La motivation se fait sentir par l’enchaînement de slameurs qui affrontent les mains des premiers rangs. Mais hors de question de se laisser tomber avec prudence, Reuno veut de la volonté, de l’engagement ! Si tu veux slamer, tu sautes dans la fosse !Les paroles directes se laissent écouter, tel “On nous dit que les vrais méchants opèrent en bande et vendent du shit. Y’a moins de bandits en banlieue que sur les bancs de la République”. Il faut donc avouer qu’au-delà de la musicalité, des riffs aux petits oignons et de l’énergie inusable de Lofofora, le public peut donc profiter de propos qui interpellent, sincères, qui dépassent le simple divertissement pour toucher à quelque chose de plus essentiel.

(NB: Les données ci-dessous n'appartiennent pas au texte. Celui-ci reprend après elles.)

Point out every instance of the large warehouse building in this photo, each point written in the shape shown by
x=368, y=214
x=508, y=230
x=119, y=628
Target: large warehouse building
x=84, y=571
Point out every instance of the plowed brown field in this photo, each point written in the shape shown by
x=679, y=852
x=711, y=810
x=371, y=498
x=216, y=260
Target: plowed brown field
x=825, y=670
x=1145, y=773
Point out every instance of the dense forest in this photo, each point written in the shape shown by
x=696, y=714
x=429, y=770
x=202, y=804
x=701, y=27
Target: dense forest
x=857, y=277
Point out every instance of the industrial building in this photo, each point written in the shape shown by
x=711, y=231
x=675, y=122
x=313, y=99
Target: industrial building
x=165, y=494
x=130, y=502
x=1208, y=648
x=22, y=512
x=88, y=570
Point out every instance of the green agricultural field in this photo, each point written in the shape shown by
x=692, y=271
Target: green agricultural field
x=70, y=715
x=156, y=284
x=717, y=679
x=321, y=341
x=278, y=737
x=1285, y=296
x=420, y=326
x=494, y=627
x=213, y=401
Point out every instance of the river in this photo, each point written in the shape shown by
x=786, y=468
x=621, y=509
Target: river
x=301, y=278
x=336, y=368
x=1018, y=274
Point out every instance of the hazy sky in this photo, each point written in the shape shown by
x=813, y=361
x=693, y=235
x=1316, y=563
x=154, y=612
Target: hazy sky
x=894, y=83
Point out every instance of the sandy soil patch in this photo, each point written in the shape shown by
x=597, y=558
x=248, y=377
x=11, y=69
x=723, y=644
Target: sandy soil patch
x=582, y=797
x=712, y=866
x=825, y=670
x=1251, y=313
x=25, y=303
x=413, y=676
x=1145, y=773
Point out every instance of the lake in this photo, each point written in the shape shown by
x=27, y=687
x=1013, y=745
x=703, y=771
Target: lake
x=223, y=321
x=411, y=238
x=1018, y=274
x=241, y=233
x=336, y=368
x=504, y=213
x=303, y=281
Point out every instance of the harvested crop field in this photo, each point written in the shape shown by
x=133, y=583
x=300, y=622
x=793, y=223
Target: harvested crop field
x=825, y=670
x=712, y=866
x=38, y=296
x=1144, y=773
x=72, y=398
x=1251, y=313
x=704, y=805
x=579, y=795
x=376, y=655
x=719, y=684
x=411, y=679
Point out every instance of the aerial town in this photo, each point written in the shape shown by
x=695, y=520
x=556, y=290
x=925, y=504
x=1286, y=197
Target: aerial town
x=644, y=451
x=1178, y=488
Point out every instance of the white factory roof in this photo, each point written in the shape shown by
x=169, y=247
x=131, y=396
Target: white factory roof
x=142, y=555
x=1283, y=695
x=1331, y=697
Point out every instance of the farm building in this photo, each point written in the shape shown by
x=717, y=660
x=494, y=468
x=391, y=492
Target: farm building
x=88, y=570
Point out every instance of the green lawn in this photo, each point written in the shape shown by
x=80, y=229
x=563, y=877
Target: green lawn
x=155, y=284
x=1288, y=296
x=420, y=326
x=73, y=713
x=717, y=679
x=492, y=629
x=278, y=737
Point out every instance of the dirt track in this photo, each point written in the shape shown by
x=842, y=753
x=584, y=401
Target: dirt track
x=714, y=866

La soirée se termine dans une chaleur intense apportée par la vigueur et le cœur des artistes et par le grabuge bon enfant du public. Le Novomax, lieu de bien des concerts tout au long de l’année, a fait mouche et carton plein avec cette soirée Metal et il saura très certainement nous proposer d’autres moments de folie aux headbangers de tous âges.